September 2, 2008

 

US Wheat Outlook on Tuesday: 30-35 cents lower on weak crude, firm dollar

 

 

U.S. wheat futures are expected to start lower Tuesday in a broad-based sell-off of commodities led by a slide in crude oil and strength in the dollar.

 

Chicago Board of Trade December wheat is called to open 30 to 35 cents per bushel lower. In overnight electronic trading, CBOT December wheat tumbled 33 3/4 cents to US$7.67 1/2.

 

Steep losses in crude oil knocked down the grains overnight and should keep the markets on the defensive during the day session, traders said.
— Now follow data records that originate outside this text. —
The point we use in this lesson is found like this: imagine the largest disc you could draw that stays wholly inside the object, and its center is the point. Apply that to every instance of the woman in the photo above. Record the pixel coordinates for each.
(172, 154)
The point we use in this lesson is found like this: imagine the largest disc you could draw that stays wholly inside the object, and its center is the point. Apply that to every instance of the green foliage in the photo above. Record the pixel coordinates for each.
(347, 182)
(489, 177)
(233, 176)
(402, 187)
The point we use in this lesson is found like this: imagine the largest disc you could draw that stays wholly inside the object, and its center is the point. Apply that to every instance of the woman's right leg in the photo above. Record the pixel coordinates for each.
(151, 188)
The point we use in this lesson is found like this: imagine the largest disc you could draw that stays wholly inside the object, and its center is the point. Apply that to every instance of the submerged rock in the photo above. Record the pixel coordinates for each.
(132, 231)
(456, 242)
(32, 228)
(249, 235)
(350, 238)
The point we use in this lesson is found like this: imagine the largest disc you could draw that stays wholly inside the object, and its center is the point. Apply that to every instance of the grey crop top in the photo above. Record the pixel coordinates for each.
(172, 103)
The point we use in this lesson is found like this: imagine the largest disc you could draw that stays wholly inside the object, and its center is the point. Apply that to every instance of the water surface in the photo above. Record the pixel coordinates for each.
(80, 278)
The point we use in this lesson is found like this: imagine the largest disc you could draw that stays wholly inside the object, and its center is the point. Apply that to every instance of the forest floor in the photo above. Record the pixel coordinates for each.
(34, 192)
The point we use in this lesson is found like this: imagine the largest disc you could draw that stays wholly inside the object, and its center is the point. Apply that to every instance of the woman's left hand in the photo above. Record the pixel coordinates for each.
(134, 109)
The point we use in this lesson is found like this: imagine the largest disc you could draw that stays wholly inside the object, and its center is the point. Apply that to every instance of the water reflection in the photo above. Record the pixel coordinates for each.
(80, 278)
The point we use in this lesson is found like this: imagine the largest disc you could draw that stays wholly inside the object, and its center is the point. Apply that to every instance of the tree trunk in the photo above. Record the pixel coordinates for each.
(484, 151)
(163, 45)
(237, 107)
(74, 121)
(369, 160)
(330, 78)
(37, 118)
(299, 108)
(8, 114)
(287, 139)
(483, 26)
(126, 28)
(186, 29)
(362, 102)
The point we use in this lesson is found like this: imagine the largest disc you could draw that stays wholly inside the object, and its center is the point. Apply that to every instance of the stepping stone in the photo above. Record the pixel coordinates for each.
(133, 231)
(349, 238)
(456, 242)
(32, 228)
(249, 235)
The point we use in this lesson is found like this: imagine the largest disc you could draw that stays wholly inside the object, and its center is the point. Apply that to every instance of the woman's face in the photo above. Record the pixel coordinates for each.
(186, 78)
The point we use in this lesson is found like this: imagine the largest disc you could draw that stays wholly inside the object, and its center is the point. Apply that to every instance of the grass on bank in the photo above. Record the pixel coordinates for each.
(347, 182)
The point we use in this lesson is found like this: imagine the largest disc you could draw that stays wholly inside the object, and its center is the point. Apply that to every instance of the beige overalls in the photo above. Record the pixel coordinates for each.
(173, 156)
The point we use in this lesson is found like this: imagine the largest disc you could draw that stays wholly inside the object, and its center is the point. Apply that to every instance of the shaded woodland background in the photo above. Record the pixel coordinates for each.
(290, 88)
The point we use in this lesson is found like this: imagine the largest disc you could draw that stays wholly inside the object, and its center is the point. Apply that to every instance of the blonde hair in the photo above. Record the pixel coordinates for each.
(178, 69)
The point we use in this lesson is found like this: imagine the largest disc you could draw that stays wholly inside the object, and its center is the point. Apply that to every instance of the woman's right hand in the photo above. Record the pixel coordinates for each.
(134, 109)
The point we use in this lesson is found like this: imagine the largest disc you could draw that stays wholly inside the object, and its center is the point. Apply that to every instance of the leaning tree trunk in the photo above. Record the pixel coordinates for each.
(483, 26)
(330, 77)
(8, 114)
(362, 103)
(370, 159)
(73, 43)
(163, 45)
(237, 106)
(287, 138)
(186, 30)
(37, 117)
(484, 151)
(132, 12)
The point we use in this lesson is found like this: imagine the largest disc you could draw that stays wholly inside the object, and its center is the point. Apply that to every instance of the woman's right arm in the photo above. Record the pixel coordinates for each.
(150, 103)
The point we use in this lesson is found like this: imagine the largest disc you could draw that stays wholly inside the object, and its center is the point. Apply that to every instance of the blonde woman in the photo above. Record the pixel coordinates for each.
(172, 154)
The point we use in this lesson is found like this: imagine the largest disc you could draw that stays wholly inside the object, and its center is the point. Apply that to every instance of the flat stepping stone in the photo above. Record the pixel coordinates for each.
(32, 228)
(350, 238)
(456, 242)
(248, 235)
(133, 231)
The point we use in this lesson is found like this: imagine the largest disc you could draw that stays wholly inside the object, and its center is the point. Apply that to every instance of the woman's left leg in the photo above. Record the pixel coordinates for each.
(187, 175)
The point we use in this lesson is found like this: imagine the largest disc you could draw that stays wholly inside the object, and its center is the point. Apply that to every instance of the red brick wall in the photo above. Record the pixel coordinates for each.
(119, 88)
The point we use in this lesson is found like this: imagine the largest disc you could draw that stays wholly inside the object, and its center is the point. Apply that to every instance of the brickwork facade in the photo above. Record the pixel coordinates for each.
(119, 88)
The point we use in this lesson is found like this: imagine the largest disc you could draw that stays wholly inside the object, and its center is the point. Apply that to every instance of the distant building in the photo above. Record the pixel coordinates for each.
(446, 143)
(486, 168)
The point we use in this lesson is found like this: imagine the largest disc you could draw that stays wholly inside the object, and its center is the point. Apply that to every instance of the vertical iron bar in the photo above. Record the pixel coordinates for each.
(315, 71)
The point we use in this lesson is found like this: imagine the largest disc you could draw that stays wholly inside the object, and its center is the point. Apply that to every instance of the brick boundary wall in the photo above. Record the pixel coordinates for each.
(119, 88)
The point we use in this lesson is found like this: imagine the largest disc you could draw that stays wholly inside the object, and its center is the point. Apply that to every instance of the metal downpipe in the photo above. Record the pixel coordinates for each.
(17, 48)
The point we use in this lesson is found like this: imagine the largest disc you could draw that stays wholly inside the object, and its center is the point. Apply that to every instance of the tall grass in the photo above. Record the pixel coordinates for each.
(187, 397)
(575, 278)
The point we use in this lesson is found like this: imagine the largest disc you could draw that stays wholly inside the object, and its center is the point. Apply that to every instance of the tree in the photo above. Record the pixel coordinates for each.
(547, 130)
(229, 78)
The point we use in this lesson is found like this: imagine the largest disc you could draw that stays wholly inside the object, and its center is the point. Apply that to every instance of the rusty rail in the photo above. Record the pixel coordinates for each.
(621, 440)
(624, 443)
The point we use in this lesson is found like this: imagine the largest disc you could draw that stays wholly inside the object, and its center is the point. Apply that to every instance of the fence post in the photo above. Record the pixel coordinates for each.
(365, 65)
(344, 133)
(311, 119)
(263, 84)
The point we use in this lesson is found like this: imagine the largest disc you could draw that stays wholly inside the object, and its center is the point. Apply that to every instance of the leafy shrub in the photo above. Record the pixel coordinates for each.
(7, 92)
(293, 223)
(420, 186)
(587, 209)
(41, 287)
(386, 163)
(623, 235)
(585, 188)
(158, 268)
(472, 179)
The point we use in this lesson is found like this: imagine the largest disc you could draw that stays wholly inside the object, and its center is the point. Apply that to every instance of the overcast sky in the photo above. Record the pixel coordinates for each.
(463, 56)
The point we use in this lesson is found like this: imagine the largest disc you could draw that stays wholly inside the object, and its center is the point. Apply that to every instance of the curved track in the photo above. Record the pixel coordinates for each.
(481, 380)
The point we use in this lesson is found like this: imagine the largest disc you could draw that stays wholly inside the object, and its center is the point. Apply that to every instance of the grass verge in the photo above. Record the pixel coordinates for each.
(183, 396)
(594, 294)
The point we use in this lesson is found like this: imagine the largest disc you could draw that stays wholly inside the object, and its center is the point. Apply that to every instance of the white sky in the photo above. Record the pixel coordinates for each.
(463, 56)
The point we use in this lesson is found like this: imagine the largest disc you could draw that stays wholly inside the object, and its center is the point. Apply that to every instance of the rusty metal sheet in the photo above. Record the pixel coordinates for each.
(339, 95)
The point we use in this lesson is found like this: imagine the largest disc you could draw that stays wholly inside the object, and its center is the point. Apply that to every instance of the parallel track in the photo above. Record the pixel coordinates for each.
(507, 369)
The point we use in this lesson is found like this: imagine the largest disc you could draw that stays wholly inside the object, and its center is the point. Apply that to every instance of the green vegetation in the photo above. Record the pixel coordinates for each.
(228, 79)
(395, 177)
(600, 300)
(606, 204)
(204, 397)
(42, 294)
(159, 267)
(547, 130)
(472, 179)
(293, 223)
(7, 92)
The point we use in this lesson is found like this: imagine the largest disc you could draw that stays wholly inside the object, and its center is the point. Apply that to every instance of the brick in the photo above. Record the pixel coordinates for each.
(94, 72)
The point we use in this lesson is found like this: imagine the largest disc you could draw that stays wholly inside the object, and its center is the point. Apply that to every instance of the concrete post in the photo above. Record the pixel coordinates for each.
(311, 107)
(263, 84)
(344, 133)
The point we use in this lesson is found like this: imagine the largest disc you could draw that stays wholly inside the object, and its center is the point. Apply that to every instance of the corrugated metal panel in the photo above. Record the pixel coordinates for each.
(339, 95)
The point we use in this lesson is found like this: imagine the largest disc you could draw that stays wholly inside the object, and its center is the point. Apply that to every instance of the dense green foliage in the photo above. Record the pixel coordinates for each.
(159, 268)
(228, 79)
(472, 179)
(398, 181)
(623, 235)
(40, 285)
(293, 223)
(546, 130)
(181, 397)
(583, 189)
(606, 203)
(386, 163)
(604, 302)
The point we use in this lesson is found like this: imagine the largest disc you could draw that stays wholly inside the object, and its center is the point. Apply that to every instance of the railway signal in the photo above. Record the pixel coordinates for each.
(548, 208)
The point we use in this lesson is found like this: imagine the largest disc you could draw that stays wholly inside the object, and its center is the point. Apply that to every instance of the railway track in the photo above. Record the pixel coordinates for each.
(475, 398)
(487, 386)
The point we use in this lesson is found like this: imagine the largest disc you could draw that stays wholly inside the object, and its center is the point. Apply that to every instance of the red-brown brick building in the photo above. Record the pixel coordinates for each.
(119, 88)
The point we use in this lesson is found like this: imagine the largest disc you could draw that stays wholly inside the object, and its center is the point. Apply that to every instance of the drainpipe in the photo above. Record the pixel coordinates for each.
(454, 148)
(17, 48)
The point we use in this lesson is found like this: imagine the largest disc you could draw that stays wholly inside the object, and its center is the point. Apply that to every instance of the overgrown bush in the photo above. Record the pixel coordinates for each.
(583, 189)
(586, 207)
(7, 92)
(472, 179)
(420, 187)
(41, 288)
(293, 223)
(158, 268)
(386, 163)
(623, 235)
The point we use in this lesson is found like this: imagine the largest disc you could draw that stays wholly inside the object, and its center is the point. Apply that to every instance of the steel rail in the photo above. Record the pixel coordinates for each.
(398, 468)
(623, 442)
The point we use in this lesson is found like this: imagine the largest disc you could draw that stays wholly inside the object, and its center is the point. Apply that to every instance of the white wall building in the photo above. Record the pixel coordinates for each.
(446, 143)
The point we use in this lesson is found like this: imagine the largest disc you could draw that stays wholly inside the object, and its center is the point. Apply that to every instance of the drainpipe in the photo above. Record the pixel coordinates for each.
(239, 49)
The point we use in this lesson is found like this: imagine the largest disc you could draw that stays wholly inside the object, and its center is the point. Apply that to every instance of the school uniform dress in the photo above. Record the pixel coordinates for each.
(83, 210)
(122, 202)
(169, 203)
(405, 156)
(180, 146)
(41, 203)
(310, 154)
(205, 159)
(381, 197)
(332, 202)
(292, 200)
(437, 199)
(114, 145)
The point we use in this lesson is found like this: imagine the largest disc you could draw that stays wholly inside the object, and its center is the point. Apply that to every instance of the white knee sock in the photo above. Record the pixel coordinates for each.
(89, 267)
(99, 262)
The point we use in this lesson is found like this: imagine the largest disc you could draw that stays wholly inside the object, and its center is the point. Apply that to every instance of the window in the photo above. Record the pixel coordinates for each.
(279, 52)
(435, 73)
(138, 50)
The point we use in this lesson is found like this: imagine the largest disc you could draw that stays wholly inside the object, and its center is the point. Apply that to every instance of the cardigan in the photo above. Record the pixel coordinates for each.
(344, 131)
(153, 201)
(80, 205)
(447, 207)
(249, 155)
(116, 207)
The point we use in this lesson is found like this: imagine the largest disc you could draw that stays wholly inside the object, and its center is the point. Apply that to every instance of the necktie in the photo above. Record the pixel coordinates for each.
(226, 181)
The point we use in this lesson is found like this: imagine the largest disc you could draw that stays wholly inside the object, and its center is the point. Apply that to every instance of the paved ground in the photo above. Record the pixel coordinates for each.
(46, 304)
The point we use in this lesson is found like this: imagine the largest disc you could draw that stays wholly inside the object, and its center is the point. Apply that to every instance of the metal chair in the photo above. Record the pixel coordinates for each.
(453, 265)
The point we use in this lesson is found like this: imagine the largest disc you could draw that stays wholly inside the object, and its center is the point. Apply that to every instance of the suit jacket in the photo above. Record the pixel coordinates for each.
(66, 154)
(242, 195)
The firm U.S. dollar should add pressure, as a strong greenback translates into less buying power for the countries that import U.S. wheat.

 

CBOT corn and soybeans are called to open sharply lower, along with wheat. Spillover selling from the row crops will weigh on wheat, particularly if they fall by the daily, exchange-imposed limits, traders said.

 

"It's going to start out ugly," a CBOT floor trader said about Tuesday's day session. "It looks like a rout in commodities, with the dollar being firmer."

 

Tuesday is the first day back for traders after a three-day holiday weekend. CBOT December wheat Friday hit a fresh three-week low and closed at a bearish weekly low close.

 

The next "bold" support area and target for CBOT December wheat is US$7.87, according to a research note from FuturesTechs. A move below that price opens the door to test the May 29 low of US$7.68, the firm said.

 

"Bears have solid downside technical momentum," a technical analyst said. "Traders will continue to monitor the key "outside markets" - crude oil and the U.S. dollar - for direction. Those markets have been bearishly postured for wheat recently."

 

The next downside price objective for the bears is pushing and closing CBOT December wheat below solid technical support at the August low of US$7.71, the technical analyst said. The bulls' next upside price objective is to push and close December futures prices above solid technical resistance at US$8.50, he said.

 

First resistance is seen at US$8.20 and then at US$8.30. First support lies at Friday's low of US$7.98 1/2 and then at US$7.90.

 

Liffe's Paris milling wheat sank sharply lower Tuesday, with the front-month November contract down EUR6, or 3.3% at EUR176/tonne, on weakness in the general commodity sector, especially crude oil and overnight CBOT grains. November broke below its recent range low of EUR181/tonne and last autumn's low of EUR176/tonne to trigger further technical selling and set 13-month-low of EUR175.75/tonne.

 

Forecasts for record global wheat production in 2008-09 continue to hang over the markets. Expanded plantings and mostly favorable weather are projected to boost production.

 

Most of Australia's wheat areas had some rain during the past few days. The heaviest rainfall was 0.30 to 1.25 inches, with locally heavier totals, and occurred through central and northern New South Wales, DTN Meteorlogix said.

 

The weekend moisture favors vegetative to late-jointing wheat. Still, Australia's wheat crop still needs more rain to reach its full potential, industry participants said.